Showing an operator is compact

Question

Can someone please explain to me how I can show the following operator is compact? $$ Af(x)=\int_0^xf(t)dt$$ where $A:L_2[0,1]\rightarrow L_2[0,1]$.

There are two definitions of compactness that I've encountered:

Def1. An operator $L$ is compact if for a bounded sequence $\{ x_n\}$, there exists a convergent subsequence $\{ x_{n_k}\}_k$.

Def2. An operator $L$ is compact if it's continuous and maps a bounded set to a sequentially compact set.

What is the easier/standard method to prove compactness for integral operators?

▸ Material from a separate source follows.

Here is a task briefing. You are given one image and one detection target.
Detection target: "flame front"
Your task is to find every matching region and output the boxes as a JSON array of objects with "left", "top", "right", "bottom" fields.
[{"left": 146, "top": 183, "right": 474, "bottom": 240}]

I also know that "If $L$ is a bounded linear operator on a separable Hilbert space, with orthonormal basis $\{e_n\}$, and $\sum_n\| L e_n\|^2<\infty$, then $L$ is compact. "

Answer 1

To show that $A$ is bounded, Cauchy-Schwarz works well $$ \|Af\|^2 = \int_0^1\left|\int_0^x f(t)dt\right|^2dx \\ \le \int_0^1 \int_0^x|f(t)|^2dt\int_0^xdt\,dx \\ = \int_0^1 \int_0^x|f(t)|^2dt xdx \\ \le \int_0^1 \int_0^1 |f(t)|^2dt \, 1 dx = \|f\|^2. $$ Then apply your theorem using the orthonormal basis $\{ e_n(t)= e^{2\pi int} \}_{n=-\infty}^{\infty}$: $$ Ae_n = \int_0^x e_n(t)dt = \frac{1}{2\pi in}(e_n(t)-1), \; n\ne 0, \\ \|Ae_n\|\le \frac{1}{\pi|n|},\;\; n\ne 0. $$

Answer 2

$A$ is an integral operator with kernel $K(x,t) = \mathsf1_{(0,x)}(t)$ and $$ \iint_{[0,1]^2} |K(x,t)|^2\ \mathsf d(x\times t) = \int_0^1\int_0^x\ \mathsf dt \ \mathsf dx = \frac 12<\infty, $$ so $K\in L^2([0,1]^2)$. It follows that $A$ is a Hilbert-Schmidt operator and therefore is compact.